Julius Eastman: Crazy Nigger

            Crazy Nigger – the provocative title of this composition by Julius Eastman (1940–1990) may surprise or even disconcert those who come across it. However, the disruption of, and non-compliance with conventions and means of society’s functioning (usually derived from the “ideal” of white heterosexual men) was an inseparable component of this artist’s life and work. Eastman never masked who he really was – to the contrary, his self-acceptance formed the very foundation for his artistic freedom: “What I am trying to achieve is to be what I am to the fullest – Black to the fullest, a musician to the fullest, a homosexual to the fullest.” It must be said though that the majority of American society in the 70s and 80s was not prepared to accept someone who so openly expressed his nonconformity. Even though he made his mark in the 70s as a performer of new and experimental music (he was, for example, one of the founding members of the S.E.M. Ensemble) and frequently appeared in concerts, his own work was rather overlooked. In the early 1980s, Eastman lost his stable source of income, and problems connected with alcohol and drug abuse started to manifest in his behavior. This talented artist eventually became homeless (which led to the loss of some of his recordings and scores) and we do not have much information about the end of his life. He died at the age of 49.

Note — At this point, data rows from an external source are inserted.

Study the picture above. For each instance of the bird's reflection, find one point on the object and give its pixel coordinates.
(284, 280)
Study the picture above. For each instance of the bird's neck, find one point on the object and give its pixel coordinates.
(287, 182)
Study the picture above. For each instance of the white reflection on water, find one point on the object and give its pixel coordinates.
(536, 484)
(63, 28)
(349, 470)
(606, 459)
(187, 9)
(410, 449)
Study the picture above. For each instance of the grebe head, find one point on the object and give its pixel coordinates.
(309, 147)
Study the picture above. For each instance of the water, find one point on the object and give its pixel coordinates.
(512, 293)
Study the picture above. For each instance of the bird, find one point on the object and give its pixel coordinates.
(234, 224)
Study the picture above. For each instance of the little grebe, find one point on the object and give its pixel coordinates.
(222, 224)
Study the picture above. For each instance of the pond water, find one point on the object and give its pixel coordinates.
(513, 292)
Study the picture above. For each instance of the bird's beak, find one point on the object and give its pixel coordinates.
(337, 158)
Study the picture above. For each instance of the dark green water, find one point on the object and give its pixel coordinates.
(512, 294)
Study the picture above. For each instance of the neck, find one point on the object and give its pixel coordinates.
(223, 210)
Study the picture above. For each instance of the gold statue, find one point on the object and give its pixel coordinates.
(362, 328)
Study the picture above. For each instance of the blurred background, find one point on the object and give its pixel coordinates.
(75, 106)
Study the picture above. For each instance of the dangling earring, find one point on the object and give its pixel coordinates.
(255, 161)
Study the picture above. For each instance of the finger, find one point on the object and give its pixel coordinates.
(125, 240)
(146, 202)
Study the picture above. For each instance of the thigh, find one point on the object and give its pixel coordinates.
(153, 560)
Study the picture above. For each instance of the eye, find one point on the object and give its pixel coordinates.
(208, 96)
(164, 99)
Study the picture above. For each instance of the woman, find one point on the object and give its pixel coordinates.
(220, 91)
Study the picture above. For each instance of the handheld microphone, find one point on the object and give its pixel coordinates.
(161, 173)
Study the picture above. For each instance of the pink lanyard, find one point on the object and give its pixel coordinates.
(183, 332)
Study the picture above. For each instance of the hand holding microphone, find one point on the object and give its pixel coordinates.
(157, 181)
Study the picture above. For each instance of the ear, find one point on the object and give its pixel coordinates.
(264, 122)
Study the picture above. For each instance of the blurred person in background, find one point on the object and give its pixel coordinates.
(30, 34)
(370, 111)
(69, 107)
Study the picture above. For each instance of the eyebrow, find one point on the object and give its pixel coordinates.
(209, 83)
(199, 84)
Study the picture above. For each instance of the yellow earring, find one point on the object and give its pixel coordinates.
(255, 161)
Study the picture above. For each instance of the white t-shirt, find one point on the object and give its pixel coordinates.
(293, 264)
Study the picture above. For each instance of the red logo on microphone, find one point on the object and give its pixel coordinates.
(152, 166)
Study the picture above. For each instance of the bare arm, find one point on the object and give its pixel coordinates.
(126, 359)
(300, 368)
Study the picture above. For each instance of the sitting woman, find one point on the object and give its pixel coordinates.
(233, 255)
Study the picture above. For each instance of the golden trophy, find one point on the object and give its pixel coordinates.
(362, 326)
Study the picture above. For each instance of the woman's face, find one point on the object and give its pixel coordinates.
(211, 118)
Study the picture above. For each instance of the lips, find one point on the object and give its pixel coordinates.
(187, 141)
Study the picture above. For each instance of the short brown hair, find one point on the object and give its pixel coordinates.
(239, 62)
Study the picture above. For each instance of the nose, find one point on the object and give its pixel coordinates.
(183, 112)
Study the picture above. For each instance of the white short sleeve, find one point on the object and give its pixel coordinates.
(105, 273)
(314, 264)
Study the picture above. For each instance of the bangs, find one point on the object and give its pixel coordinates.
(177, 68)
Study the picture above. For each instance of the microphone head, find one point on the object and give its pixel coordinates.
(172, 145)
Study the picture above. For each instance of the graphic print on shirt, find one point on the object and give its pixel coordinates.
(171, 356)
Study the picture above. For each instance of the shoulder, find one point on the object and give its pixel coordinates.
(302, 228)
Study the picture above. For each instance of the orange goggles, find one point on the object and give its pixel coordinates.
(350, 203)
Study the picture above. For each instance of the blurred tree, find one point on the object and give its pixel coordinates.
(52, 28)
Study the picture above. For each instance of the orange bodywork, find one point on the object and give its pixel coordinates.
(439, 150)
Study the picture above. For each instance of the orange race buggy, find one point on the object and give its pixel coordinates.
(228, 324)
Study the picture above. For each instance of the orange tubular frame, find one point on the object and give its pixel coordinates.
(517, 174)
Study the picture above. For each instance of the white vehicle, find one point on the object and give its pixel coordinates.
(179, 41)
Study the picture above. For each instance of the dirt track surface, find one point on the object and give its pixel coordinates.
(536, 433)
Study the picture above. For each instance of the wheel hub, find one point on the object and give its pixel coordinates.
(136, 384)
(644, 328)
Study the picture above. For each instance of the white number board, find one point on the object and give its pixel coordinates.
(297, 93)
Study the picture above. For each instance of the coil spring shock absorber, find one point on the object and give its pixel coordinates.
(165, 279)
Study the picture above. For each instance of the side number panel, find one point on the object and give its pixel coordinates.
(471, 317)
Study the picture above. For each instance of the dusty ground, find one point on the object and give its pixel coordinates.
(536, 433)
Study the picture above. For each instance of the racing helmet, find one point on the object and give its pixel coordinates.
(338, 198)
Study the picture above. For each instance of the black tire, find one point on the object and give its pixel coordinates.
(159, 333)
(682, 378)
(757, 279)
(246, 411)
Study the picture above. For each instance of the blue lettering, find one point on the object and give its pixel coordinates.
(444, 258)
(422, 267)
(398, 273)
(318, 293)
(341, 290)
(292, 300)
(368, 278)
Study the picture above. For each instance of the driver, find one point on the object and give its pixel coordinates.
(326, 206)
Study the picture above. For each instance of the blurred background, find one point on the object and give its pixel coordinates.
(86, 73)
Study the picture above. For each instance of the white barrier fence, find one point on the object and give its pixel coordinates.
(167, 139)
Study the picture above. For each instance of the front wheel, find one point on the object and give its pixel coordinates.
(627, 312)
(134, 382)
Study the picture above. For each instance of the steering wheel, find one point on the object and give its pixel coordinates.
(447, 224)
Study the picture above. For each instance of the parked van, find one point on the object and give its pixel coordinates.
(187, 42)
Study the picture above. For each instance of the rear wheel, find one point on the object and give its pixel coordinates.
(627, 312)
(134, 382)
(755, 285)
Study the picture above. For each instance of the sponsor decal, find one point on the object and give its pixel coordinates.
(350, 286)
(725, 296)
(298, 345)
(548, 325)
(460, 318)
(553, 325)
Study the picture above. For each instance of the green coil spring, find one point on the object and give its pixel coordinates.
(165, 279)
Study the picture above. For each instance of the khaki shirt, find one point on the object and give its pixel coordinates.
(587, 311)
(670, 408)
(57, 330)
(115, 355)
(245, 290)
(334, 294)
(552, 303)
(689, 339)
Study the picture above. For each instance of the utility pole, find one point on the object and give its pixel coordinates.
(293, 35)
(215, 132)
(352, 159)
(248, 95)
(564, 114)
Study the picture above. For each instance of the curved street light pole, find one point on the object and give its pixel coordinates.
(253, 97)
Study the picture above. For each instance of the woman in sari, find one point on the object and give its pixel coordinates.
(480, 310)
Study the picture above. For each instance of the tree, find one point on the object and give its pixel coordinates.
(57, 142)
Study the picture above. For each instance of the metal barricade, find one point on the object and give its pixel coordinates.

            Eastman’s musical language draws on the concept of minimalism, but he was also influenced by jazz and popular music. Of particular interest is his concept of “organic music,” in which individual musical phrases contain elements from previous sections, which are gradually expanded and modified, causing the natural growth of a musical structure. It is precisely this compositional strategy that he utilized in Crazy Nigger. Despite having been written for any number of similar instruments, for practical reasons it is most commonly performed on four pianos. The composition belongs to Eastman’s Nigger Series, which also contains the compositions Evil Nigger (1979) and Gay Guerrilla (1979). Already, the first tones of Crazy Nigger strike the listener with their unparalleled energy and vigor – it is a sonically intense work, which takes its “physicality” and extreme involvement in performance from minimalism. Eastman’s compositions are, to a certain extent, affected by the story of his life and the social environment in which he worked – maybe it is for this reason that they provide the listener with the possibility to experience such an unusual sense of freedom and resistance.